# The swamp blessed me again tonight!!



## swackinswampdonkeys (Sep 21, 2014)

I've been hard at it again this weekend. Trying to make sure the first one from last weekend wasn't just luck! I headed back to the same tree, over the same muscadines, and around the same time as last Sunday evening. Only this time I had to wait a little longer for something to show up. It was around 7:30 when I herd something behind me making some noise, at first I figured thats just another one of those tree rats. Well, it got louder and louder, so I of course got ready (knowing now it couldn't be a squirrel). I wanted to shoot sitting down so as long as whatever it was came in on my left side I could do just that out of my climber. As I turned my head I could see three full grown slick heads making there way to me to feast on the days droppings. The first two stayed on my left side but out at about thirty yards. The last one made the mistake of walking right up underneath me. She stopped at ten yards in-font of me to fill her stomach, with how close she was I knew I would need to aim higher so I could place the arrow for a clean kill. As soon as she turned quartering away I drew, hit my anchor, and let er fly. I guess I shot a little higher than where I wanted and clipped the spin. She hit the dirt and started to do circles, I knew I needed to get another arrow in her quick! I knocked a fir and let her slow down because I haven't shot at a moving target yet. (other than the buck at big Jim's Shoot) When I released the second arrow it hit her in the sweet spot and it wasn't long after she took her last breath.


I got down thanked the Good Lord for blessing me with meat once again and of course called Dendy with the good news! 

I hate I missed my spot with the first arrow but was thankful I could follow up with a better second.
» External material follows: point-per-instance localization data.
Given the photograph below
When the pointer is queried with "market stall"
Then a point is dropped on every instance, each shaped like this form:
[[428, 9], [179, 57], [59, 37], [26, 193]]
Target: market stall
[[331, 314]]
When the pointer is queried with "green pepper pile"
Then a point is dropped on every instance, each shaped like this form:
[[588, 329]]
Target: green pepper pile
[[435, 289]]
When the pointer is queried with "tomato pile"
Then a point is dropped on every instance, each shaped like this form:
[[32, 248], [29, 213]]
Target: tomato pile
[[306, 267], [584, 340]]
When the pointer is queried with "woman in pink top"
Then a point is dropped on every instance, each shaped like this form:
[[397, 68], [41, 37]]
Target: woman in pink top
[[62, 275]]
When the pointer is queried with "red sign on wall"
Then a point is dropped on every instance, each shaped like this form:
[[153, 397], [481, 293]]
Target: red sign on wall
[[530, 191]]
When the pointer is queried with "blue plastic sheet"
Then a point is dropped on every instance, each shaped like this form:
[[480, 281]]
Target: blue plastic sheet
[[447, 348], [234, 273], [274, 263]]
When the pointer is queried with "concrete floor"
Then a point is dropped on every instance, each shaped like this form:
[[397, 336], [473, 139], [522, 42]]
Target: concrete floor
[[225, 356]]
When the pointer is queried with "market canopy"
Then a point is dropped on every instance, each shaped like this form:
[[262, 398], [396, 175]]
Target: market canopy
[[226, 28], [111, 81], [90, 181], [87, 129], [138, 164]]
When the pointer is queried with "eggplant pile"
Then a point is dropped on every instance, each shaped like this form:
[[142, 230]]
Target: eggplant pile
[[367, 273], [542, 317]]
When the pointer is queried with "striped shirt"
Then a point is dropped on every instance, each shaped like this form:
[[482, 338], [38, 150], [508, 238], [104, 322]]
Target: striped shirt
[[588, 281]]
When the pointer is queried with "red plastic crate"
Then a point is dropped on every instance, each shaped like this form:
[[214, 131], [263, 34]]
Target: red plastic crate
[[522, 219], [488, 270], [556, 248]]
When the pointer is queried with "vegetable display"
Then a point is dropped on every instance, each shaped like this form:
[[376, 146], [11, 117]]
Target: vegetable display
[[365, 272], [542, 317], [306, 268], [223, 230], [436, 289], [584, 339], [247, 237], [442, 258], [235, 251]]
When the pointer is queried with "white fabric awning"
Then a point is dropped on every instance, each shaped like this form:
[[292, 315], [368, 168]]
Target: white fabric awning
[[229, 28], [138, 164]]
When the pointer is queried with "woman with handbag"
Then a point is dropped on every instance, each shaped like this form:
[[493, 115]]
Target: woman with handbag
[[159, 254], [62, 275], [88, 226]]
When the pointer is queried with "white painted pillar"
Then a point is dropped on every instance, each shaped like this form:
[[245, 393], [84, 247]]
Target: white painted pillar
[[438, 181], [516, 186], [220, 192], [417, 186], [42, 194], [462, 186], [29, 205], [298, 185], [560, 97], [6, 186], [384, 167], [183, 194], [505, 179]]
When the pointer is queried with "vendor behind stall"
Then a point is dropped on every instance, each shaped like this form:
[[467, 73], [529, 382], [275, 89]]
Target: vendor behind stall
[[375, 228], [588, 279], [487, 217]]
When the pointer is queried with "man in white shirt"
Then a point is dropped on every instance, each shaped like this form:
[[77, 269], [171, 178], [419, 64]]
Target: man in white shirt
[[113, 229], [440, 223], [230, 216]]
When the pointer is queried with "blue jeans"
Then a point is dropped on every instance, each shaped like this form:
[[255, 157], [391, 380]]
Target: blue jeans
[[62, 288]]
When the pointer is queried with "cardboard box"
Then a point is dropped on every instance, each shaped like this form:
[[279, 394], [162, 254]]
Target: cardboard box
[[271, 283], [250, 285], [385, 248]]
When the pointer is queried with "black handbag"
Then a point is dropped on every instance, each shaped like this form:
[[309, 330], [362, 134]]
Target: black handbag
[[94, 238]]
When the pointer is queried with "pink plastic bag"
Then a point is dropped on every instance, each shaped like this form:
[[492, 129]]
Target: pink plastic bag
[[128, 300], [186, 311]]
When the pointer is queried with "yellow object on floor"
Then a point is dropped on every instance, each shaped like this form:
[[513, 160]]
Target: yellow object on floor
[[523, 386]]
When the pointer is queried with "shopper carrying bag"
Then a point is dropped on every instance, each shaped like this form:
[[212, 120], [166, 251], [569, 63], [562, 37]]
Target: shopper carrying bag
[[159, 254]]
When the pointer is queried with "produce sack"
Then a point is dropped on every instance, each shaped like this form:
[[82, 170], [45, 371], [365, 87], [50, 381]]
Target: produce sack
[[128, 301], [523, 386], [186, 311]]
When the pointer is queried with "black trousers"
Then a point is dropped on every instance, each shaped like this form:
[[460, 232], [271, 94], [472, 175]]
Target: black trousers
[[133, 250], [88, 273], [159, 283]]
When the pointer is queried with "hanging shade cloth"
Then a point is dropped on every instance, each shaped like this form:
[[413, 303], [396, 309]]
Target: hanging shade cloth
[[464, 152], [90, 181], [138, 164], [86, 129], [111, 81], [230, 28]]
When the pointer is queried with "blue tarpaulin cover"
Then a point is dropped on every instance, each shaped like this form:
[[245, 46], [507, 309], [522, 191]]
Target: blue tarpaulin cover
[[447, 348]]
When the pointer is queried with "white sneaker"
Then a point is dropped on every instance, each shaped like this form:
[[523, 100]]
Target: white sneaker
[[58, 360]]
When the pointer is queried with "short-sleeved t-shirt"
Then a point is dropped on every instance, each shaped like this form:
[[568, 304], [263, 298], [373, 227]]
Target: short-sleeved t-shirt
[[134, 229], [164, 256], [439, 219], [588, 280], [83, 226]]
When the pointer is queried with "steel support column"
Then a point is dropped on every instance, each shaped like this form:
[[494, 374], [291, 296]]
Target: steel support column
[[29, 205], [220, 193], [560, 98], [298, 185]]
I've always been a better second shot even on the golf course... 

Thanks for letting me share.
Hope you guys have had a great weekend and had a chance to climb a tree!

View from the Stand.


----------



## littlewolf (Sep 21, 2014)

Congrats man!


----------



## swackinswampdonkeys (Sep 21, 2014)

littlewolf said:


> Congrats man!


Thanks Brother!


----------



## ngabowhunter (Sep 21, 2014)

Sweet!! You're on a roll.


----------



## Clipper (Sep 21, 2014)

You are certainly getting the job done.  Good work and congratulations.  You already had a good season!


----------



## robert carter (Sep 21, 2014)

Good job on a fine doe. RC


----------



## JBranch (Sep 21, 2014)

The rate you're going, you gonna need some more arrows!! Congrats.


----------



## sawtooth (Sep 21, 2014)

Another fine doe. Good job man. You're gettin really good at this.


----------



## Glenn (Sep 22, 2014)

Freezer is filling up quick!


----------



## dm/wolfskin (Sep 22, 2014)

Are you hook yet. Congrats.


----------



## Blueridge (Sep 22, 2014)

Yeah man! Good job


----------



## GrayG (Sep 22, 2014)

Your a quick learner!


----------



## swackinswampdonkeys (Sep 22, 2014)

Thanks y'all I really appreciate it. Hopefully I can keep at them. I'd say Im hooked for life!


----------



## Barry Duggan (Sep 22, 2014)

Go get another one. Must be a mighty fine swamp you have there.


----------



## swackinswampdonkeys (Sep 22, 2014)

Barry Duggan said:


> Go get another one. Must be a mighty fine swamp you have there.


Yes sir there is very little pressure and a good funnel/food source where I set up. Off of work today so I set this morning had a fawn with spots by herself come in eating and lay down 10 yards from me. No shooters seen this morning but maybe next weekend!


----------



## Barry Duggan (Sep 22, 2014)

swackinswampdonkeys said:


> Yes sir there is very little pressure and a good funnel/food source where I set up.



Get on in there and run amuck while you can; because, one of the few things I've learned in life is not many things stay the same for long. Something/someone always comes along and screws it up.


----------



## SELFBOW (Sep 22, 2014)

Congrats! If ya gonna keep on killing , get you a good camera. I didn't use mine yesterday as I had left my tripod at home.


----------



## SOS (Sep 22, 2014)

Congrats!


----------



## swackinswampdonkeys (Sep 22, 2014)

buckbacks said:


> Congrats! If ya gonna keep on killing , get you a good camera. I didn't use mine yesterday as I had left my tripod at home.


I know the photos ain't that good cause I've been using my phone. I got a digital camera I've had for a while I just got to find the charger for it. Sorry about that, I'll try and fix it! 

Thank y'all for the kind words they really mean more than you know.


----------



## swackinswampdonkeys (Sep 22, 2014)

SOS said:


> Congrats!


Thank you, I have been reading the Traditional bowhunters of Georgia book y'all just came out with. (almost finished) I really liked your story about that buck you shot with your homemade bow, awesome job. Cant wait to hear some from this year!


----------



## blood on the ground (Sep 22, 2014)

Awesome!!!


----------



## Skunkhound (Sep 22, 2014)

Nice!


----------



## jerry russell (Sep 25, 2014)

Stack them up!


----------



## Munkywrench (Sep 25, 2014)

Keep at it man. First month and already and awesome season


----------



## eman1885 (Sep 26, 2014)

another fine shot, congrats


----------



## swackinswampdonkeys (Sep 26, 2014)

Thanks y'all. As soon as I get off today I'll be headed down to the lease. Hopefully some persimmons are still hanging in the trees cause I got some good contestants coming in to satisfy some taste buds!!


----------



## Tikki (Sep 26, 2014)

Looks like you are going to need more arrows if you keep up this pace!!! Good Job!


----------



## swackinswampdonkeys (Sep 27, 2014)

Tikki said:


> Looks like you are going to need more arrows if you keep up this pace!!! Good Job!


Yes sir I reckon that could be the case.... It's alright though as long as they are breaking with something dead at the end of the trail I don't mind making more!!

Thank you


----------